Судорожно сжимая «веблей», Ермолай был в смятении. Два месяца он не был здесь, и так все изменилось.

«Вдруг всё нашли, раскрыли? Нет, нет, все должно остаться, как было. Плита плотно притерта и сдвинуть ее, не зная секрета, нельзя».

От ужаса, что ему некуда уйти и умереть, Ермолай покрылся испариной. Так, перебегая от памятника к памятнику, он приблизился незамеченным к трапезной. Большое гулкое здание было наполнено шумом детской возни. Ребята играли в войну. Мимо него пронеслось трое разгоряченных мальчишек. Не заметили. Тихо, на цыпочках Ермолай поднялся на лестницу к заветному месту. Разгоряченная детская рожица показалась из-за колонны. Раздался пронзительный возглас:

— Ребята! Здесь дедушка прячется! — детские шаги простучали по лестнице вниз. Разумнее всего было дождаться ночи, но Ермолай задыхался от нетерпения. Понимая, что он совершает безрассудство, Ермолай навалился на каменный выступ. Плита приподнялась, и Ермолай очутился в узкой щели. Из последних сил он налег на рычаг — плита закрылась.

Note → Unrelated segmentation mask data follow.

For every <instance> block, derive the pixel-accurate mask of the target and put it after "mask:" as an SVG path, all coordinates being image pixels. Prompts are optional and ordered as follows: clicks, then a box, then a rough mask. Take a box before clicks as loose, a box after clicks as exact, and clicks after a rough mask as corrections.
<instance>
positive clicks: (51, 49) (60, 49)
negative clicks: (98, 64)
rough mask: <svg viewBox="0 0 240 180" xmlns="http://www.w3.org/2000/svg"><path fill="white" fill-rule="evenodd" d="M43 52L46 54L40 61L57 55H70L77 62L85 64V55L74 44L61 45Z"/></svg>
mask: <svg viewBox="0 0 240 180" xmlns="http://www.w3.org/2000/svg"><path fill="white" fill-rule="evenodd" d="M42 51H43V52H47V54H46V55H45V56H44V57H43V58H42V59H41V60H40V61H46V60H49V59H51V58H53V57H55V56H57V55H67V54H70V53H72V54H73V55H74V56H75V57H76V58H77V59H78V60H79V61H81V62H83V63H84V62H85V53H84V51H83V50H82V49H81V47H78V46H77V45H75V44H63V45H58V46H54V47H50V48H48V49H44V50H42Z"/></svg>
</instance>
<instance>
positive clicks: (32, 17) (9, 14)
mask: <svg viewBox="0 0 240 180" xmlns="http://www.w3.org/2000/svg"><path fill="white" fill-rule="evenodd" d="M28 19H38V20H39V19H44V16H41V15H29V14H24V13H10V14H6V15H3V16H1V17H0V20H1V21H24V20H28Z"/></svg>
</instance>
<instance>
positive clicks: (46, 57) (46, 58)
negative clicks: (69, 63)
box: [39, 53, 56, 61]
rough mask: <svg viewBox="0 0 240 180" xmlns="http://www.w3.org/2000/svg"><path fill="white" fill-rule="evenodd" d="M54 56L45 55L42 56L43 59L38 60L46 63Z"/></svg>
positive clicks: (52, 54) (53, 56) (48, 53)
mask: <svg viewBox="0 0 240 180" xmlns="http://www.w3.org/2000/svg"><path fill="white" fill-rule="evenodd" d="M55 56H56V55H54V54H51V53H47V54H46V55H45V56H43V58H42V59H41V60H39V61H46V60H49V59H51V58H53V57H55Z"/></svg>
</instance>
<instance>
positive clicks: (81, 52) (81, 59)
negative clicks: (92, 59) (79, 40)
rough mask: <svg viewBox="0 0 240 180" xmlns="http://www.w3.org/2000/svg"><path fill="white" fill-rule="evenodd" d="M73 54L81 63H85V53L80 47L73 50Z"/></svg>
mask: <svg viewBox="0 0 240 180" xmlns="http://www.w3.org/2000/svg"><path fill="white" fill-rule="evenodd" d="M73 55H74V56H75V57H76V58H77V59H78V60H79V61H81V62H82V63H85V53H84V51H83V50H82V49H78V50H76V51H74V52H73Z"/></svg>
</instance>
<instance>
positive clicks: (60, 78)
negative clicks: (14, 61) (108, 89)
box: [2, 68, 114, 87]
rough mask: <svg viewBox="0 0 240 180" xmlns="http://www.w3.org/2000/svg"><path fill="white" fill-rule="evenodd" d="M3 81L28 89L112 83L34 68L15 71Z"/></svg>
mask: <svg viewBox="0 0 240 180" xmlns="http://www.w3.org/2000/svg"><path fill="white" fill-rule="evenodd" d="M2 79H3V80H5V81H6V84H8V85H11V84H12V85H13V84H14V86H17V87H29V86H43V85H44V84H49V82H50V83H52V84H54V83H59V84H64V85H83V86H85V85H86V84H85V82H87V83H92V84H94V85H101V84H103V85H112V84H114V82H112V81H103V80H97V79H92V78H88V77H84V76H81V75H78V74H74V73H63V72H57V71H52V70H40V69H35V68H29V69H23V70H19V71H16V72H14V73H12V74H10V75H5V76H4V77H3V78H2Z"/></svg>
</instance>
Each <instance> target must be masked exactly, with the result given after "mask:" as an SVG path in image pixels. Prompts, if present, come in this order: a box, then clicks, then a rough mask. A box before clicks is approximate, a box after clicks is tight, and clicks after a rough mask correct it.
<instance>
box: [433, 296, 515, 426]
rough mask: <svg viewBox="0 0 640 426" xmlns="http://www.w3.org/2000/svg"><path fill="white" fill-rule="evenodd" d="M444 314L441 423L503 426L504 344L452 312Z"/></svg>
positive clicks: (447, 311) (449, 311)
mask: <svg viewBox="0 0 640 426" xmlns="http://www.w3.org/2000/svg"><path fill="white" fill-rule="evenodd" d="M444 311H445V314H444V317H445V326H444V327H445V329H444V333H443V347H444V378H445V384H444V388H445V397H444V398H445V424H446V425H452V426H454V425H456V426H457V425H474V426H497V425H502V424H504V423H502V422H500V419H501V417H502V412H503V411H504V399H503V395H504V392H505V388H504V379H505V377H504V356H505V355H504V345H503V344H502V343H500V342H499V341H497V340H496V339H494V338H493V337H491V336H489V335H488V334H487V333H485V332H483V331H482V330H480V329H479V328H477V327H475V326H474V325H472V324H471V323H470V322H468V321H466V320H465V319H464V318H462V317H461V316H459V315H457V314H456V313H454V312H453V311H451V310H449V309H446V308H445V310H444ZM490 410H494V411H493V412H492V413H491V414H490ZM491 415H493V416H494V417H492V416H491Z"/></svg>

Спустя буквально несколько минут, он услыхал крики:

— Ребята! Здесь дедушка прятался! Старый-старый! Честное пионерское, вот здесь! Уйти ему отсюда некуда.

— Врешь ты все, Генка! То у тебя щука клюнула и сорвалась, то дедушка какой-то спрятался. Показалось тебе.

Детские голоса затихли. Тут только заметил Ермолай, что его рука все время судорожно сжимала «веблей».

«Всё. Теперь всё, ускользнул, — у него было чувство, что за ним была целенаправленная погоня. — Теперь всё. Больше отсюда не выйду. Больше не услышу вас и не увижу».

Два крохотных круглых отверстия, проделанные в голосниках свода трапезной, чуть освещали длинное узкое помещение, встроенное в толщину стены так, что даже опытному архитектору было трудно предположить о его существовании. Здесь за толщиной стены укрывались монахи во время литовского нашествия, прислушиваясь к пьяным выкрикам разгулявшейся шляхты.

Ермолай зажег свечу. Вдоль стен громоздились ящики с книгами и утварью. Он развернул брезент и стал заниматься обычным занятием — смазывать старый пулемет.

При подавлении восстания наместник Георгий спрятал в тайник пулеметы и два десятка винтовок, надеялся еще ими воспользоваться, да не пришлось. Ермолай тщательно смазывал их все эти годы. За время его пребывания на Севере оружие немного заржавело, но он его выходил, как запущенное и больное беспризорное дитя.